THE KENNAMETAL THRIFT PLAN
Date: June 25, 2003 By: /s/ Michael Pepperney
------------------------------
Michael Pepperney
Plan Administrator
11
EXHIBIT 23
CONSENT OF INDEPENDENT ACCOUNTANTS
We hereby consent to the incorporation by reference in the Registration
Statement of Form S-8 (No. 333-18423) of Kennametal Inc. of our report dated
June 6, 2003 relating to the financial statements of the Kennametal Thrift Plan,
which appears in this Form 11-K.
/s/ PricewaterhouseCoopers LLP
---------------------------------
PricewaterhouseCoopers LLP
Pittsburgh, Pennsylvania
June 25, 2003
12
EXHIBIT 99.1
CERTIFICATION PURSUANT TO
18 U.S.C. SECTION 1350,
AS ADOPTED PURSUANT TO
SECTION 906 OF THE SARBANES-OXLEY ACT OF 2002
In connection with The Kennametal Thrift Plan (the "Plan") on Form 11-K for the
period ended December 31, 2002 as filed with the Securities and Exchange
Commission on the date hereof (the "Report"), the undersigned, as plan
administrator of the Plan, certifies, pursuant to 18 U.S.C. ss. 1350, as adopted
pursuant to Section 906 of the Sarbanes-Oxley Act of 2002, that, to his
knowledge:
(1) The Report fully complies with the requirements of Section 13(a)

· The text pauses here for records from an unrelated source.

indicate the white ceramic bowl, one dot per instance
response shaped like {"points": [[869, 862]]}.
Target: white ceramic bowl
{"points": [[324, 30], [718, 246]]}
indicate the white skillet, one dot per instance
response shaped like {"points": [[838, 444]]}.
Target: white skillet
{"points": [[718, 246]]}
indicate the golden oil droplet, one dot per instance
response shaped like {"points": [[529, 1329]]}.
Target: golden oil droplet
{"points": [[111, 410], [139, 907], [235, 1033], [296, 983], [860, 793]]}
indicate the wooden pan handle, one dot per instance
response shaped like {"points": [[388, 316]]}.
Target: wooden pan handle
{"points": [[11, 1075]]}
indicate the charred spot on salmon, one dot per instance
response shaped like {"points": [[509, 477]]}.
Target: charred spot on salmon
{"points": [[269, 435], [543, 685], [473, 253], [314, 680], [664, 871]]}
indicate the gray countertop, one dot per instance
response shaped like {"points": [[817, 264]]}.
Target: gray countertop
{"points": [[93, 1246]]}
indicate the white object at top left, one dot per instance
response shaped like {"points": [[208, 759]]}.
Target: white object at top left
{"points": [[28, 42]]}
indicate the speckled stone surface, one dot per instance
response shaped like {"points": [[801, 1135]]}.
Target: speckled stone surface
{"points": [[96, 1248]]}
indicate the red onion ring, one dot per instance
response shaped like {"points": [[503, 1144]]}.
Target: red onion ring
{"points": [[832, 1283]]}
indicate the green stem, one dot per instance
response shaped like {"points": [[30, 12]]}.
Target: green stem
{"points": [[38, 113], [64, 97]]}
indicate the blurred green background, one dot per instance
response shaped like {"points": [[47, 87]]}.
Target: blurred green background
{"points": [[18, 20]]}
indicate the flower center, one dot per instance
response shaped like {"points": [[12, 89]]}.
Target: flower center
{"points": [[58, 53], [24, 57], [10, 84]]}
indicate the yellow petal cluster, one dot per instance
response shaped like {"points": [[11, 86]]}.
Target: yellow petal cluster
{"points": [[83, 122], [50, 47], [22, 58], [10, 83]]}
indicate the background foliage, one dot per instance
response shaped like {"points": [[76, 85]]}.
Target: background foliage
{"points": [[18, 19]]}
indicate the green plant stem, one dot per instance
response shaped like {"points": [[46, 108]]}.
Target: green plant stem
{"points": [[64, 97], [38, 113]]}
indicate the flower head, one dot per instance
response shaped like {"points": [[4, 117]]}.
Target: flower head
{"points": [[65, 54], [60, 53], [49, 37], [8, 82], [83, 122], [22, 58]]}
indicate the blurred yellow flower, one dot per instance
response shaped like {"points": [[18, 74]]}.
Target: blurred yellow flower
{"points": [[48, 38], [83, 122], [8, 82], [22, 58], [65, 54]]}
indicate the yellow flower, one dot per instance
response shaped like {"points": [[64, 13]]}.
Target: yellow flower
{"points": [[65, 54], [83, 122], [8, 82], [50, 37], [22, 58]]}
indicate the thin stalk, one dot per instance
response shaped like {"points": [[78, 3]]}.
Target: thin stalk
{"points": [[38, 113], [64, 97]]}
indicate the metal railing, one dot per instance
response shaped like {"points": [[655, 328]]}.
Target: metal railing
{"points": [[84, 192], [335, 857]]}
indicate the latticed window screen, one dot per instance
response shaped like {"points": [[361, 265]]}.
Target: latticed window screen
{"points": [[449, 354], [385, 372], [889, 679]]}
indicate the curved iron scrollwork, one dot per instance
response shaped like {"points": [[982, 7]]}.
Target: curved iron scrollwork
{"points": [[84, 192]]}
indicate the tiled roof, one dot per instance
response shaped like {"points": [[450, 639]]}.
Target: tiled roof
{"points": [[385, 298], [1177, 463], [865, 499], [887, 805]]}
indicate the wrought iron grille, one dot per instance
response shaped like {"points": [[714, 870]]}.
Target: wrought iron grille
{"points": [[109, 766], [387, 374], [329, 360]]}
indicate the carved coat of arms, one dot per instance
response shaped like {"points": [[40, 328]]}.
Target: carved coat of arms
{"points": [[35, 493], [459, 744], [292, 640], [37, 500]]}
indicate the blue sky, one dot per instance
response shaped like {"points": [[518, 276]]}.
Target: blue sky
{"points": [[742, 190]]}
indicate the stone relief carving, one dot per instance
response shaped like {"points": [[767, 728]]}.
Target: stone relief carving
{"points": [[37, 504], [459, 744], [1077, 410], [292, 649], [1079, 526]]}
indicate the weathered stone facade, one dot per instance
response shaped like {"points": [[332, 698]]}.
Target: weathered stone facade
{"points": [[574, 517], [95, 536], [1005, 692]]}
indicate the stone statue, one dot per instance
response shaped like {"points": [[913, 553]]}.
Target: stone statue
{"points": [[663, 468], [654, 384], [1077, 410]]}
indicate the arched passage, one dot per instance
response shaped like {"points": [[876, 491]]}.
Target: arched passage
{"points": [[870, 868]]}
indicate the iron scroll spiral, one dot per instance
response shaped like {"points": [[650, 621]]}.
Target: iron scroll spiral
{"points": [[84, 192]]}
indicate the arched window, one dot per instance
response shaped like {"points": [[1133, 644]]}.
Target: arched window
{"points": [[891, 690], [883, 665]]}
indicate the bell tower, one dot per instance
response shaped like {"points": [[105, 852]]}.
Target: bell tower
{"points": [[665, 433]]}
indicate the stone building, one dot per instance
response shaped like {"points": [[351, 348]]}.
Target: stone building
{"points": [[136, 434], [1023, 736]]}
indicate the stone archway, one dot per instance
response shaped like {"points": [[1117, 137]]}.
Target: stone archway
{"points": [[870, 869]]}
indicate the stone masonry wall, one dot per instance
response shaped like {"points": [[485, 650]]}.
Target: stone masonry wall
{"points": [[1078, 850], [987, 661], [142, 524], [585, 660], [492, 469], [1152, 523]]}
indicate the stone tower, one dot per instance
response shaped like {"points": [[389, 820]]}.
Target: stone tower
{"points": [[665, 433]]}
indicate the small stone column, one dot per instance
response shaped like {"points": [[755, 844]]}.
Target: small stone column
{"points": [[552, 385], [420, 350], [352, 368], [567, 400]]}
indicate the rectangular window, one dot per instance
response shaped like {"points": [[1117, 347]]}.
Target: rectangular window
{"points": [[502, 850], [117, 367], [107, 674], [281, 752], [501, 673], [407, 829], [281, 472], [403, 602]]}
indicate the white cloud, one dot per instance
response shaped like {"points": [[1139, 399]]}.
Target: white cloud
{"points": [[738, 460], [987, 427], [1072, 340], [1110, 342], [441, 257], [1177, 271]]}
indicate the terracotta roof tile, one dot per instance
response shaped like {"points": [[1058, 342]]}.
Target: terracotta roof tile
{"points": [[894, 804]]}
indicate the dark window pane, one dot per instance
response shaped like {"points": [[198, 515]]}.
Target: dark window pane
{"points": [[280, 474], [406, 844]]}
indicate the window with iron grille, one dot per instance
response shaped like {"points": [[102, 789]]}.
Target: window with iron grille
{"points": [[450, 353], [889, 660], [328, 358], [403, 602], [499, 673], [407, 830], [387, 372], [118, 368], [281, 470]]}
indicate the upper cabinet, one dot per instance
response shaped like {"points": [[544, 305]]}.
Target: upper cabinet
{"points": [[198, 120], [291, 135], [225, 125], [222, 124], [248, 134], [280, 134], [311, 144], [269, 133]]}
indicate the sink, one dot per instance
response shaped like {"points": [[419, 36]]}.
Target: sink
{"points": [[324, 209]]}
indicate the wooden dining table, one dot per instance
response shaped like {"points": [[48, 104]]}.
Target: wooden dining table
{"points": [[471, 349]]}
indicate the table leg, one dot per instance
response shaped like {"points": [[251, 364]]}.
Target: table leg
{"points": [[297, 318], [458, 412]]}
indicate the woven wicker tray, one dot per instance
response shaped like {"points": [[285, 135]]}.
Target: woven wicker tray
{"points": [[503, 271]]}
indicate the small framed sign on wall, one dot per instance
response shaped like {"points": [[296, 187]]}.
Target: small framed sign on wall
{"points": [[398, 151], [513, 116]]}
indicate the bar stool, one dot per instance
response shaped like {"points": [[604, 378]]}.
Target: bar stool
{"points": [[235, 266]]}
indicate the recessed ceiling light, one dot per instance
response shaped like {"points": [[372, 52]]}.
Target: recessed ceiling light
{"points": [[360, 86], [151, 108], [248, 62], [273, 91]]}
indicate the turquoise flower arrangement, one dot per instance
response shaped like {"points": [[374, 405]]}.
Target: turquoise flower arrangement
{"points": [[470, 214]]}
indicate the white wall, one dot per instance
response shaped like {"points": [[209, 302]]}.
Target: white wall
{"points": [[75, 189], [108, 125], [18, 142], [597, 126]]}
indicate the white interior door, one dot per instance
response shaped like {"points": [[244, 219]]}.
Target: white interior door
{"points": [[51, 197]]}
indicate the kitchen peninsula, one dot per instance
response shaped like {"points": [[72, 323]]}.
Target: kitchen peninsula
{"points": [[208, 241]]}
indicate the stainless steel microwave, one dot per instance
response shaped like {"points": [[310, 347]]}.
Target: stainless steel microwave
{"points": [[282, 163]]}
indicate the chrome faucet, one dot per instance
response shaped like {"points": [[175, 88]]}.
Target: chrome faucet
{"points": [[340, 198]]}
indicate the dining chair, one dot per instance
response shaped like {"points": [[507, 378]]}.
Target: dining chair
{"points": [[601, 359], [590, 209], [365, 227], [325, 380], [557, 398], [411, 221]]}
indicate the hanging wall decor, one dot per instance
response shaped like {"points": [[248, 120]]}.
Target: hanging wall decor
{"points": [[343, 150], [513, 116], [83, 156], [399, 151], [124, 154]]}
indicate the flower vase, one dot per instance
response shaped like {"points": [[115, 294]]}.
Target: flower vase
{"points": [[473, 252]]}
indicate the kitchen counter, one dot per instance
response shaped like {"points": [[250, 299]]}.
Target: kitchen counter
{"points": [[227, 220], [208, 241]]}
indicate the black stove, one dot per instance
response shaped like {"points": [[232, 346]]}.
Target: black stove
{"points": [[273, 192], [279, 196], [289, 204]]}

or 15(d) of the Securities Exchange Act of 1934; and
(2) The information contained in the Report fairly presents, in all
material respects, the financial condition and result of
operations of the Plan.
/s/ Michael Pepperney
- -------------------------
Michael Pepperney
Plan Administrator
The Kennametal Thrift Plan
June 25, 2003
* This certification is made solely for purposes of 18 U.S.C. Section 1350,
subject to the knowledge standard contained therein, and not for any other
purpose. A signed original of this written statement required by Section 906, or
other document authenticating, acknowledging, or otherwise adopting the
signature that appears in typed form within the electronic version of this
written statement required by Section 906, has been provided to the Plan and
will be retained by the Plan and furnished to the Securities and Exchange
Commission or its staff upon request.